Category Archives: How-To

How-To’s, Tips, Tricks, Snippets, and more!

Automate Things

In the last issue of our newsletter we said we would create a script to bring a disorganized media library under control. Instead of going through 2TB of movies and TV shows and manually cleaning filenames, managing duplicates, and combining folders we can create a script to reliably do the same thing! As a free bonus we get to practice our skills in Python. Sure you could do this in Powershell, VBS, bash, or Perl as well but lets excercise our brains a bit.

Before we start it’s a good idea to jot down ideas for our script. What kinds of inputs will it see? What outputs do we want to get out of it? How do we want to pass arguments to it? What are some of the steps our files must go through during their transformation from ugly to pristine? What edge cases could possibly interfere with those steps?

We know it’s going to see filenames that contain a lot of repeating strings. Like “BRRip” and “x264” and “[eng]”. I made a list of all the things I can see that have to go just from scrolling through the mess. I’m going to need to evaluate a messy folder name full of messy filenames and try to create a clean folder full of clean files. Given my propensity for typos, I don’t want to pass arguments to this thing from the command line. (One time I chown’d an entire /var directory and roached a ‘nix box less than 2 hours after getting it configured). Edge cases surrounding the file extensions and duplicates could complicate things.

So now that we have an organized idea of what we want to accomplish, lets rough out some pseudocode! Roughing out a design with pseudocode makes prototyping a lot easier and ordered. In the case of this particular project I even used many of my lines of pseudo as code comments in the final product! 

My pseudocode looks like this…..

Check to see if an input folder was supplied.

Verify that the target folder exists and is writable.

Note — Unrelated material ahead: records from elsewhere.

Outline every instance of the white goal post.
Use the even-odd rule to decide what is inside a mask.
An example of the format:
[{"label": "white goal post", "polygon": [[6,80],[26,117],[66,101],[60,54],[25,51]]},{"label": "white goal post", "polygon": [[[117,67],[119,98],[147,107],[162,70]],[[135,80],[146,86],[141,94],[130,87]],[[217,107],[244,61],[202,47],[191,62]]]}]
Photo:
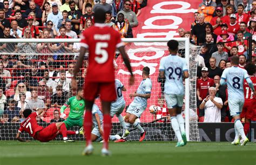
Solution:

Create an array of subfolders of the parent folder. 

For each subfolder...

  Clean the folder name and create a new folder. 

  Replace dots with spaces.

  Replace ( and ) with [ and ].

  Replace commonly found torrent group names.

  For each file...  

    Copy each file into the new folder with proper names. 

    Include artwork and subtitles.

    Replace dots with spaces.

    Replace ( and ) with [ and ].

    Replace commonly found torrent group names.  

  Delete the improperly named file.

  Delete the improperly named folder.

That’s a pretty good start. Looks like we need to program two loops that manipulate the hell out of a couple of strings, and then use the strings to create folders and move files around. Each time we do something risky with a file we’ll put a check in the way to make sure things go smoothly. 

The tricky part here is removing the unwanted substrings from the folder name and file names. We want to remove a lot of things as quickly as possible. Assuming we need to remove 4 substrings per string and there are 4 strings per folder with 1,000 folders this works out to 16,000 iterations if we were to use a loop to scan for each removal. Even then, what if we want to remove ‘abc‘ and ‘bcd’ from the string ‘abcde‘? Using a regular loop this would produce a string ‘de‘ when we really expect ‘e‘ as output. 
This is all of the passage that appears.